All I would say is that I have noticed the occasional attempt to distribute it through a dropbox link, so you could tell the staff not to open any "You have been sent a file through dropbox" email links, without first confirming legitimacy, since I can't block that. The other way is popups that tell you you have to update your Adobe Flash or similar. They're often on dodgy websites, but also sometimes legitimate websites get hacked and have these popups injected. This is nothing to do with the two week window thing though and is just general advice. I have wondered about some kind of safe-computing training to show people what these popups and other dodgy things look like when they come in, but for now the above advice basically covers the current trends.
From a banking point of view, some were particularly susceptible in the past (HSBC & First Direct.. you sign in once with your code, then you can freely add new payees and transfer out money to them, without having to enter any new codes from the security device/dongle). HSBC & FD have changed their systems now, and do require re-entering a code from the keypad/card every time a new payee is added or amended.
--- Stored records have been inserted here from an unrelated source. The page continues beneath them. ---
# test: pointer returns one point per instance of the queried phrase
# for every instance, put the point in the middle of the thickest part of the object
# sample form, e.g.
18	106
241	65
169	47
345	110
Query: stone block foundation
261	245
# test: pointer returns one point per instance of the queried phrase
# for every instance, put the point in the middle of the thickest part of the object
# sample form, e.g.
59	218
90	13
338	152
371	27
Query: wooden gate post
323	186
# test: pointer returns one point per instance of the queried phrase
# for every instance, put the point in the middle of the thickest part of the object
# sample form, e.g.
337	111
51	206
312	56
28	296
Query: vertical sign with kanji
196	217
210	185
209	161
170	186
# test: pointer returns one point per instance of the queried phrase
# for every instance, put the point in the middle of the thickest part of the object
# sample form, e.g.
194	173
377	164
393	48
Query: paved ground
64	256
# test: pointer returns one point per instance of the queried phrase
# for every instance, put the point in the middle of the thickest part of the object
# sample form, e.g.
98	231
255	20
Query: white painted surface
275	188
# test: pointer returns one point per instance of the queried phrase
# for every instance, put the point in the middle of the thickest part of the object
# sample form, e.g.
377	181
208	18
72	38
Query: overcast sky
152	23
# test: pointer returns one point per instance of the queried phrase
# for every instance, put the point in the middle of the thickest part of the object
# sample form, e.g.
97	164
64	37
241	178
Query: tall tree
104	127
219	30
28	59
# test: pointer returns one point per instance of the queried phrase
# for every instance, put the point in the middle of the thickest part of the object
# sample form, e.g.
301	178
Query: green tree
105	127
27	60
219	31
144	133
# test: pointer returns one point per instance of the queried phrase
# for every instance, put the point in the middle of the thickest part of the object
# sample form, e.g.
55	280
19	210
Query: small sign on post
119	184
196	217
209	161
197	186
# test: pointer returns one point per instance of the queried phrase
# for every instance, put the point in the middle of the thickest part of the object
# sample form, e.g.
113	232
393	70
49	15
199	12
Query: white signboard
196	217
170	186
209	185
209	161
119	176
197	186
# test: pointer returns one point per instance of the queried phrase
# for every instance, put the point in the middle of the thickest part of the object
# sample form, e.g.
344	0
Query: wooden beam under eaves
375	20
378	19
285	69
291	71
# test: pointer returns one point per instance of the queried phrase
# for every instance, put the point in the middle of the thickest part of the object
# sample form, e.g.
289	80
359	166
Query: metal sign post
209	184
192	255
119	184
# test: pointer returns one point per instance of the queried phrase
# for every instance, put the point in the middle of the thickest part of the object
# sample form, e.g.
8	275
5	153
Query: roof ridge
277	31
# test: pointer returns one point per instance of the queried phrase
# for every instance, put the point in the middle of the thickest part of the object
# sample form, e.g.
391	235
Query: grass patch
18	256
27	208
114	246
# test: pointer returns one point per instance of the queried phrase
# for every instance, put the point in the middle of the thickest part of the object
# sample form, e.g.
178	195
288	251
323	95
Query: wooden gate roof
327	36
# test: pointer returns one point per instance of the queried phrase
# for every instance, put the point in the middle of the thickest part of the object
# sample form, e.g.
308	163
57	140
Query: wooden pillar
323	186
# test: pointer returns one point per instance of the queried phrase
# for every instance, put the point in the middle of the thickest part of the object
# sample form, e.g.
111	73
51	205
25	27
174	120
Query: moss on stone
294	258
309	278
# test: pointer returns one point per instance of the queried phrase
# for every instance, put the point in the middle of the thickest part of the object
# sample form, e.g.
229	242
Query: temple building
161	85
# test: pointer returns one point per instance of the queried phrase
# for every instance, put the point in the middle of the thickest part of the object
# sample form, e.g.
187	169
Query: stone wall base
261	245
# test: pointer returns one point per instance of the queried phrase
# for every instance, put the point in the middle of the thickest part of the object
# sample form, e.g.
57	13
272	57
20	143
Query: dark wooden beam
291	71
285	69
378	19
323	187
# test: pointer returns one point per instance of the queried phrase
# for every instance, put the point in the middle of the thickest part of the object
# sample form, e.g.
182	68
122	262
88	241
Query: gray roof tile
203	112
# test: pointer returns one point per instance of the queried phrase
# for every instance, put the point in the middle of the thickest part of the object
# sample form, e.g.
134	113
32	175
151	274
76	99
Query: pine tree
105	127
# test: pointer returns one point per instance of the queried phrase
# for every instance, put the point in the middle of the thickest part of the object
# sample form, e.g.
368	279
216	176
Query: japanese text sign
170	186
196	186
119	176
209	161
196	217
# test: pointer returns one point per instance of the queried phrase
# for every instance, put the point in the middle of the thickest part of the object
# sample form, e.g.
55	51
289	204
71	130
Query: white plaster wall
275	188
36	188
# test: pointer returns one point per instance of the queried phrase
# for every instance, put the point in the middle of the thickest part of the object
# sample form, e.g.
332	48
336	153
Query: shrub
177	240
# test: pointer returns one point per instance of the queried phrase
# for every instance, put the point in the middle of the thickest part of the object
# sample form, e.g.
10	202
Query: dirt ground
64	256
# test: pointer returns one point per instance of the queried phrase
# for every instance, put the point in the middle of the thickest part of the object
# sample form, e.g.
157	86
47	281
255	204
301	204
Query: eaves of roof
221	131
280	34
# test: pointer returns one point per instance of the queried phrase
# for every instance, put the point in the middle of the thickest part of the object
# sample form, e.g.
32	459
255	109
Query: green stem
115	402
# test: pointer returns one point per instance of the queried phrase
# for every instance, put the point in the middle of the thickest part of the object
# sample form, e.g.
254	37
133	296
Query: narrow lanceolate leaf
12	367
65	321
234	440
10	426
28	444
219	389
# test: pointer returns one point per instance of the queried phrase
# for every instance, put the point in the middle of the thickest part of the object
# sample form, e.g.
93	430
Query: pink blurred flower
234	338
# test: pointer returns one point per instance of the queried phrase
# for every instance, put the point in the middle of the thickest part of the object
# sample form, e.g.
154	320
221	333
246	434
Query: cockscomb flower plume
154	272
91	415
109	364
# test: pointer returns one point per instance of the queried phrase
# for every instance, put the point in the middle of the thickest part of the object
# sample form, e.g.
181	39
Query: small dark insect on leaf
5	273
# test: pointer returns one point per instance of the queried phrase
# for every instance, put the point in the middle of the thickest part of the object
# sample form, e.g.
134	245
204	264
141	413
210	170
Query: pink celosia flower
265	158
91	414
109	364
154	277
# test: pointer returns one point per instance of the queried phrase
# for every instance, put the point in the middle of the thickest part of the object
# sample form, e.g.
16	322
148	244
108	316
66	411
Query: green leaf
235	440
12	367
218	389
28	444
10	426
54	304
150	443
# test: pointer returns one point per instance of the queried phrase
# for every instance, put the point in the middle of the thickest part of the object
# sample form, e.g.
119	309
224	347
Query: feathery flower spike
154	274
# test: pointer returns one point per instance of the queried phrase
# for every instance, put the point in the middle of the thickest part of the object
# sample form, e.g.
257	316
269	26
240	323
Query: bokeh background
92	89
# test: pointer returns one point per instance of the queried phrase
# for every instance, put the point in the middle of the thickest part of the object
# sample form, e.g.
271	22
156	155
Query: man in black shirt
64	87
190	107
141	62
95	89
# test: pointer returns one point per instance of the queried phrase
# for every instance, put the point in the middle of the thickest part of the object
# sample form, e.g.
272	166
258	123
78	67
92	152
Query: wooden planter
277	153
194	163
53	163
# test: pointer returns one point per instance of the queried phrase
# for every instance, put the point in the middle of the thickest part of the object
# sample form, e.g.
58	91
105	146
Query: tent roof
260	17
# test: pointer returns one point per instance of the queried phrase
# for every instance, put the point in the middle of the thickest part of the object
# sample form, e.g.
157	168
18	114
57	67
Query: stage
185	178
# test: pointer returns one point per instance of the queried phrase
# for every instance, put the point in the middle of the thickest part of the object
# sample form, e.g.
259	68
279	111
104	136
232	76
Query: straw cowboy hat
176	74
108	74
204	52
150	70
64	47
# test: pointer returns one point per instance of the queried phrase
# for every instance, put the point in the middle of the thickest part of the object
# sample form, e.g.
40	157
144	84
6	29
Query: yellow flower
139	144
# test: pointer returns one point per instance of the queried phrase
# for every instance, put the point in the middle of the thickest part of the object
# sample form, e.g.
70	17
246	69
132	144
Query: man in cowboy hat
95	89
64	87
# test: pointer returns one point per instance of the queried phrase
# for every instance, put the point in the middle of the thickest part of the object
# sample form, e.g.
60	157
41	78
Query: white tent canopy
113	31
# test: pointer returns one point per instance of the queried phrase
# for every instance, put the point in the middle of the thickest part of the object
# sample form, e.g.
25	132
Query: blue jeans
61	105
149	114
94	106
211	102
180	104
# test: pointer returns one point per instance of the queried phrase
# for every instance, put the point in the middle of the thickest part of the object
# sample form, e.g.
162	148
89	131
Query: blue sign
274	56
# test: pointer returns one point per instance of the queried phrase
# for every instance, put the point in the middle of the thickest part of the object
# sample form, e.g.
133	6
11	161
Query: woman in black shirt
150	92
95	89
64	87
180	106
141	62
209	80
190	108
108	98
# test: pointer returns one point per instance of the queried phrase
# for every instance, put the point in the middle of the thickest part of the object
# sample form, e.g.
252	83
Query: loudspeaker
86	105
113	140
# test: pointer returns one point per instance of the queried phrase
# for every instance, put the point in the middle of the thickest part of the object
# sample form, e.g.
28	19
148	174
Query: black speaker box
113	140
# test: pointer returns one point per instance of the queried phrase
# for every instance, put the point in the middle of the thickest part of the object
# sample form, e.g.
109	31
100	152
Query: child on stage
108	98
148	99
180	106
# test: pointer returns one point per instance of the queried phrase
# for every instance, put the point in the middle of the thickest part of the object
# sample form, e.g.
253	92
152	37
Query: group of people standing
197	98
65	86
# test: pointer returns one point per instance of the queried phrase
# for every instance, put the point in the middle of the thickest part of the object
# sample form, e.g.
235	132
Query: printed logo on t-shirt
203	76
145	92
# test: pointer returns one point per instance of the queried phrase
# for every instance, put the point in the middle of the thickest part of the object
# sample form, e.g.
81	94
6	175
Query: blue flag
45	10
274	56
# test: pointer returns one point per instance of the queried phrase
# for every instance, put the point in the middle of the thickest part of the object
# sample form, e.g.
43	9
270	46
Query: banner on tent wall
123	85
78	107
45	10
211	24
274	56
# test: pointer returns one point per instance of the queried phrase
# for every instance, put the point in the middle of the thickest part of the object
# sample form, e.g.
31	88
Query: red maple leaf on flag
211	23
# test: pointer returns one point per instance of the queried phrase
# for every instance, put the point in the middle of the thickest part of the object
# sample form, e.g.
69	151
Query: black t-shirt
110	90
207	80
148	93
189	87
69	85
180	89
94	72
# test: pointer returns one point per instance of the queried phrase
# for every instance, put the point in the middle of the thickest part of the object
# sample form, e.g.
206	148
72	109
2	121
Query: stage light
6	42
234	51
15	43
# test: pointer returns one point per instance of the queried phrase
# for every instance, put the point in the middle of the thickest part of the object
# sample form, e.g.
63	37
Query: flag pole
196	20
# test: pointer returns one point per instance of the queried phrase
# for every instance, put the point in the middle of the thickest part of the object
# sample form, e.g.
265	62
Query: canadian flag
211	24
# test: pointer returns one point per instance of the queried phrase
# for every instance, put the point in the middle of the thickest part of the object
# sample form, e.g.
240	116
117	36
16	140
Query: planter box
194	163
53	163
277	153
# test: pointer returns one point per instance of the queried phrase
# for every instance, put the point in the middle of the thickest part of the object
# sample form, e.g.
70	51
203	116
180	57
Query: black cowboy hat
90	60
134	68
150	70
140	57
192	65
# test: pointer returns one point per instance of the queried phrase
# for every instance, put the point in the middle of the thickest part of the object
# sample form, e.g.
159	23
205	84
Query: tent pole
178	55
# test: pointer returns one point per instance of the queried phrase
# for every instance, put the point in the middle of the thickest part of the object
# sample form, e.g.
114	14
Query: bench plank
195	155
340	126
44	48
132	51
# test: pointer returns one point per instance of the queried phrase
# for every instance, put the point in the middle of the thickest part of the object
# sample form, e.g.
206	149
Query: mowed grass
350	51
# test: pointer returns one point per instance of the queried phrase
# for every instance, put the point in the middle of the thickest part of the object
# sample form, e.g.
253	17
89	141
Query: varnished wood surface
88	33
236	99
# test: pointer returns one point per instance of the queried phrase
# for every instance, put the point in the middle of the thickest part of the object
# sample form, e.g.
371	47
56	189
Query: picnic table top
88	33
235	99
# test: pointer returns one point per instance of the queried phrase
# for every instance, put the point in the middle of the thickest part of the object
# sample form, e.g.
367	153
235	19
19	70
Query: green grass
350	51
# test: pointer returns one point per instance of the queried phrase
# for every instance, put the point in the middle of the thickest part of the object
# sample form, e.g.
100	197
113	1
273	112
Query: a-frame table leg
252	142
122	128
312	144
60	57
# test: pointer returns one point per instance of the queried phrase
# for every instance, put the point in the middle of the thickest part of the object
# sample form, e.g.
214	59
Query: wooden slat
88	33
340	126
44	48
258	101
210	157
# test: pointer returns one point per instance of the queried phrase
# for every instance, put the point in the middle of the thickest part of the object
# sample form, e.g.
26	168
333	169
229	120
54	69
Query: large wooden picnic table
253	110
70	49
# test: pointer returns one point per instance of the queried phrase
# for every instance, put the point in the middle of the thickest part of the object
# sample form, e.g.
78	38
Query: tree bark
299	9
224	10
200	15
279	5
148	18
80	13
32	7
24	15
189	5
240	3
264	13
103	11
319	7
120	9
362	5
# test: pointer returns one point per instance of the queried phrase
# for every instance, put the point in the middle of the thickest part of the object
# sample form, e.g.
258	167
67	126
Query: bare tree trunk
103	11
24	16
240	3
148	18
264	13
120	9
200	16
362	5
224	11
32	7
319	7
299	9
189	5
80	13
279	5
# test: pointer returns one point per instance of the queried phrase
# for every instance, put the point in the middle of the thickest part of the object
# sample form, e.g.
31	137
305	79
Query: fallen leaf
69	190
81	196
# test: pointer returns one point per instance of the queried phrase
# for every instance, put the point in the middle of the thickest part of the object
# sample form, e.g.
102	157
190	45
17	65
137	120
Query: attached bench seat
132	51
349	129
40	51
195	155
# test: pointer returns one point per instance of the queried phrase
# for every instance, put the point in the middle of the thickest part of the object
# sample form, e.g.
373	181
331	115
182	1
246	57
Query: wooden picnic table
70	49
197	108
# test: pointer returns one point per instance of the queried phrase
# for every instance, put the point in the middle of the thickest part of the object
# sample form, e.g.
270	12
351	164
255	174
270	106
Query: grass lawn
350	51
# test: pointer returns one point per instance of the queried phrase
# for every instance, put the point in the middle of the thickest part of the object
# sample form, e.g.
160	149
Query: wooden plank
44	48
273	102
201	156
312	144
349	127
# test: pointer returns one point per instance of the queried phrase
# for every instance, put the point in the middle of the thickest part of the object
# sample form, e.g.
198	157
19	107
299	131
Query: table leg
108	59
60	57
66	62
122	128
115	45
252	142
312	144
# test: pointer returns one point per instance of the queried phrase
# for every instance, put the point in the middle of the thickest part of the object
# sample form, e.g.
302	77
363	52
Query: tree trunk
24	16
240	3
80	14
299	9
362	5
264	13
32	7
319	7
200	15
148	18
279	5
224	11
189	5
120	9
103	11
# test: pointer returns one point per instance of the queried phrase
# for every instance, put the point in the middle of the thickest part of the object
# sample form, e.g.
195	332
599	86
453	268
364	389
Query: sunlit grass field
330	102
Obviously this would only matter if you were infected, but it has been a source of stolen bank funds in the past (screen gets blanked after you log into the bank.. money gets transferred out in the background), but it's a bit of extra peace of mind anyway.
All that has changed is this they have disconnected the controlling systems (command & control servers), and they expect that it'll get going again in two weeks. I'm not sure why they would use the words "two weeks to prepare for massive attack", as all they mean is it's been switched off, and it'll probably get going again in two weeks. Unless I'm missing something... I don't think am though. The command/control servers being disconnected doesn't make it any easier to detect or remove from a computer. It just means it can't be commanded to do harm."